Just so you know, I think The Life of Meaning has potential to be the archeological version of what John Hawks is to paleoanthropology or Chris to cognitive psychology. Mark’s latest post is titled The War on Trees, which caught my eye in light of this story in The Times that chronicles the expansion of wilderness in much of Europe due to the graying of the populace and the depopulation of the countryside. This waxing of the wild isn’t just limited to Europe, here in the United States wolves are on the march again, reflecting both the change in general public attitudes and the diminishing of the rural populace which held the animals at bay with surreptitious hunting. And if you’ve ever driven through Vermont, you might be shocked to know that one century ago most of the state was farmland, and the rich foliage that characterizes the state today is due to secondary growth as farmlands that were abandoned by Yankees because of competition from fertile large scale operations out in the middle of the country.





RE: Europe
A similar story ran in National Geographic last May about the US; as the Midwest depopulates, nature (and Indians!) refills the territory.
Maine, too, has forests where once were cows in fields. There is a word for a white pine which towers over surrounding hardwoods: a “pasture pine”: the only tree left when a pasture was cleared, left to provide shade for cows, now surrounded by a resurgent forest.
See also this paper,
Jesse H. Ausubel. The Great Reversal:
Nature’s Chance to Restore Land and Sea
http://phe.rockefeller.edu/great_reversal/
Even 40 years ago many of the bucolic (appealing to humans) landscape of fields and farms were giving way to second growth in Vermont. Most of the beautiful scenary, even of fall foliage, requires at least a foreground of fields so that you can see the panorama of distant trees.
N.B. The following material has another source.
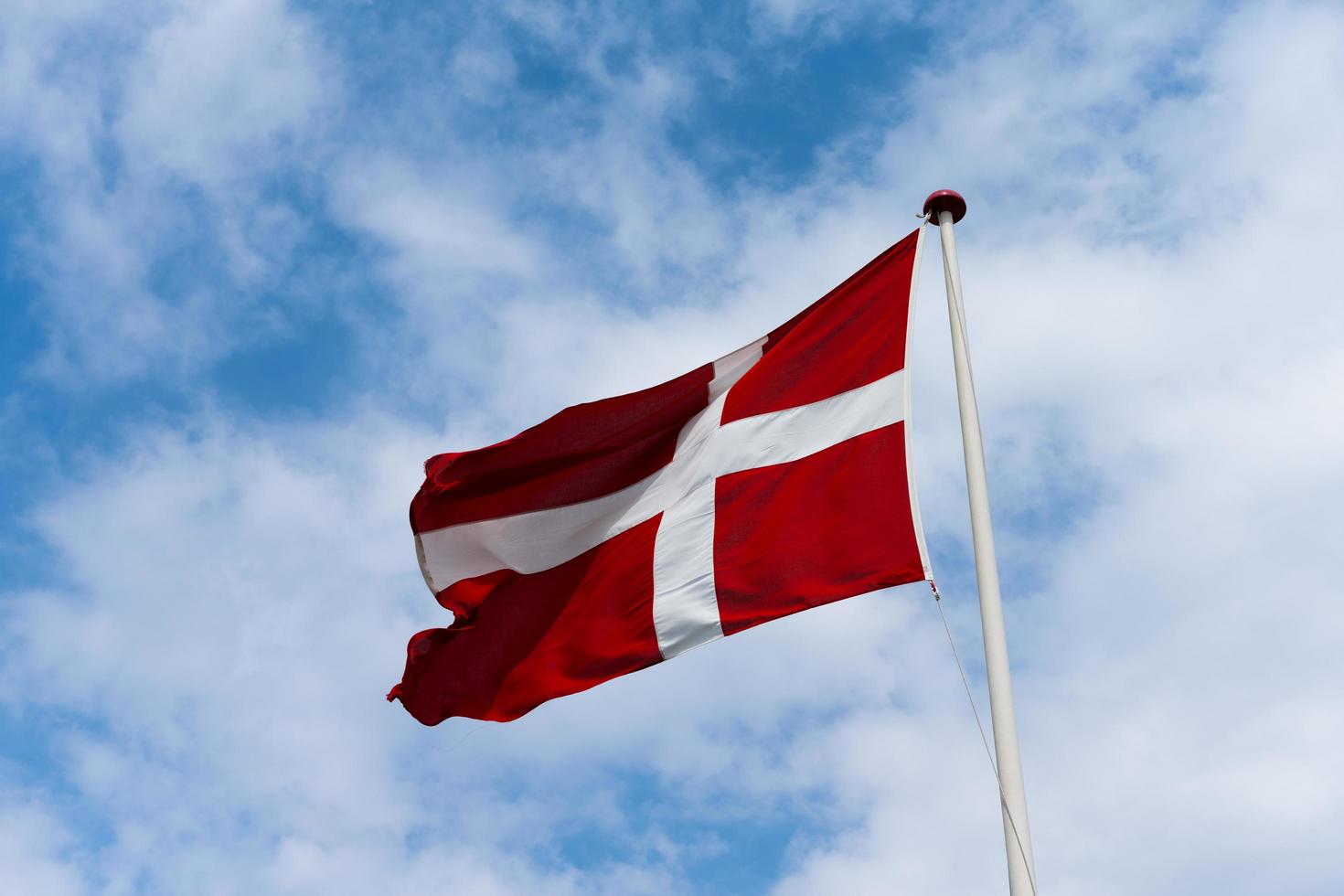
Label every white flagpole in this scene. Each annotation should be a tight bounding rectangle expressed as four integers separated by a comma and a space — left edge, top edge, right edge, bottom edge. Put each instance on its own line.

What would England be if fully forested? Back to the Druids?
Personally, I would like for population levels worldwide to return to those characteristic of the 1500′s or so. That would mean that beautiful vistas in temperate lands would be limited, I’m afraid. But some especially beautiful human landscapes could be preserved by public means for artistic and cultural reasons.
I’d be astonished if England were “fully forested” as late as the Druids.